La mini-série consacrée au drame nucléaire de 1986 n’en finit pas de faire parler d’elle. A considérer les cinq chapitres, on mesure sa puissance dans l’évocation de la catastrophe technologique – et humaine

C’était donc à 1h23 et 40 secondes, le 26 avril 1986, quand l’ingénieur en chef de la centrale de Tchernobyl a appuyé sur le bouton d’arrêt d’urgence, dit AZ-5. Ce qui a provoqué le désastre. Le paradoxe apparent de ces deux affirmations constitue la charpente de Chernobyl, décidément l’une des plus grandes mini-séries de la décennie.

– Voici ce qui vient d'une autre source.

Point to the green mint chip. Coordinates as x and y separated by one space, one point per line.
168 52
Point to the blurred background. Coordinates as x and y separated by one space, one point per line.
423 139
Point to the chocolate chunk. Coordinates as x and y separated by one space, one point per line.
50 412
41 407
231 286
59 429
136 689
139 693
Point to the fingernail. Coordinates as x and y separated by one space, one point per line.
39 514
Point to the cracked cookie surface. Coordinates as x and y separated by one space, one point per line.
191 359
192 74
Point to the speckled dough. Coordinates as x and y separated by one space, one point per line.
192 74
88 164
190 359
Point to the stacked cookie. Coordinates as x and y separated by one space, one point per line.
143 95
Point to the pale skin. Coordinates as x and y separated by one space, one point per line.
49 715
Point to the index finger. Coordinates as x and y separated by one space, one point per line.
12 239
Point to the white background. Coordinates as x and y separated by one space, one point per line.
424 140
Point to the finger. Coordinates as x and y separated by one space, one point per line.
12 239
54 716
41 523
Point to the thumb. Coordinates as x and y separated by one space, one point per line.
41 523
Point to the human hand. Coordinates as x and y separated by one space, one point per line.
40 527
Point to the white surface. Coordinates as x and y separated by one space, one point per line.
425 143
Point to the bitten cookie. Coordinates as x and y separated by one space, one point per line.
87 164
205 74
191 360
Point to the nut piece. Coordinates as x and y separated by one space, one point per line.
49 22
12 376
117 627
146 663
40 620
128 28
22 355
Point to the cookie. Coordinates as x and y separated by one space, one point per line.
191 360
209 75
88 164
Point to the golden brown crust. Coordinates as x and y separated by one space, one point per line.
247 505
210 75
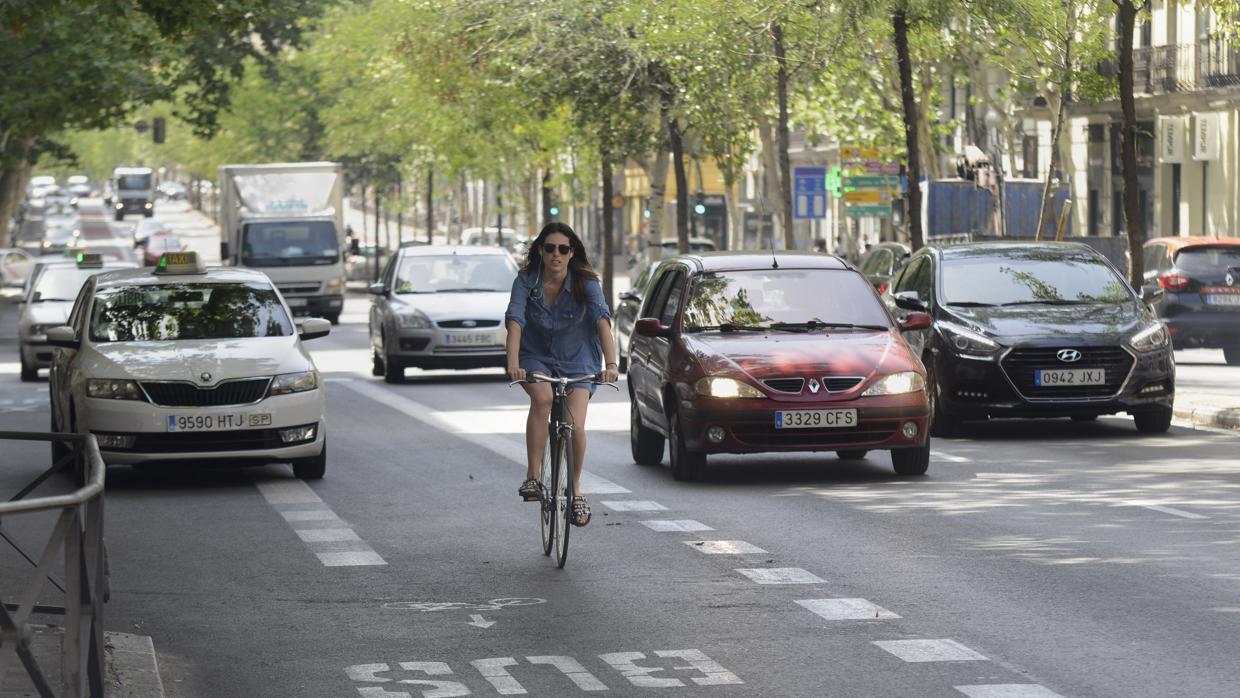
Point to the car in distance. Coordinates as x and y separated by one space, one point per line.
46 304
882 262
1034 329
440 306
181 365
1200 282
744 352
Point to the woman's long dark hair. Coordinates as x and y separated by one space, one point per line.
579 265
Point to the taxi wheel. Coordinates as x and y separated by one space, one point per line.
912 461
27 372
313 468
686 465
646 444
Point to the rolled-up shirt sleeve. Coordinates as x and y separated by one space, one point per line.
517 301
595 304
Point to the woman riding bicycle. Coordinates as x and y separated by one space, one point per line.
558 325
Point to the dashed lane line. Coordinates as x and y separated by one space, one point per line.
332 541
847 609
509 449
930 651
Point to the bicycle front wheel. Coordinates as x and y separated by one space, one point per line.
547 506
563 499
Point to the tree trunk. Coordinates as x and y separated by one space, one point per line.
608 231
682 186
1050 169
900 25
781 135
1133 225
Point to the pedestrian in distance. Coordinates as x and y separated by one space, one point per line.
558 325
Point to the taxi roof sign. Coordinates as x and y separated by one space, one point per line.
171 263
88 260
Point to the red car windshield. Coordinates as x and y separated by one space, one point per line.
783 299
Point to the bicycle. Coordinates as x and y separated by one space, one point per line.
557 491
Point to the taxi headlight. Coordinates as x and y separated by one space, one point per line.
300 382
112 389
897 384
1150 339
716 387
413 320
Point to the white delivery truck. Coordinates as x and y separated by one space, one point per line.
287 221
133 191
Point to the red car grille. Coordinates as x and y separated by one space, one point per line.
766 435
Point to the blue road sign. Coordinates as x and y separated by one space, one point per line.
809 192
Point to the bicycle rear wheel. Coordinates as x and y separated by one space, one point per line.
547 510
563 499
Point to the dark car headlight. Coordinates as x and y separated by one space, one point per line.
1150 337
966 342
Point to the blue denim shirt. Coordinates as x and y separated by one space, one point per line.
562 337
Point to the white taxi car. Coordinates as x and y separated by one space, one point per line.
47 303
182 363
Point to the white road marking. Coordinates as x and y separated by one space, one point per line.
723 547
305 512
930 650
510 449
1163 508
781 575
678 525
1007 691
635 505
847 609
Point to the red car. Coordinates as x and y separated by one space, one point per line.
749 352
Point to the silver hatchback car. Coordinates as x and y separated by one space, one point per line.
440 306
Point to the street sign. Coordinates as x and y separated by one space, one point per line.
869 196
873 181
809 192
869 210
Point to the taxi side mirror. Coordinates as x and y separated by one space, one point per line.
314 327
63 336
651 327
915 321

A la faveur d’un changement d’abonnement, j’ai enfin pu voir les cinq épisodes. J’en avais découvert deux avant la diffusion. On a par ailleurs quelques nouvelles sur sa disponibilité (voir ci-dessous). Compléter le visionnement est précieux, car les deux premiers chapitres forment presque un diptyque. Puisqu’ils traitent de l’accident lui-même et des jours qui ont suivi, ils sont les plus spectaculaires; les trois suivants étalent le récit, jusqu’à un passage fort classique, pour une création américaine, au tribunal. Mais cette durée variable est constitutive du projet.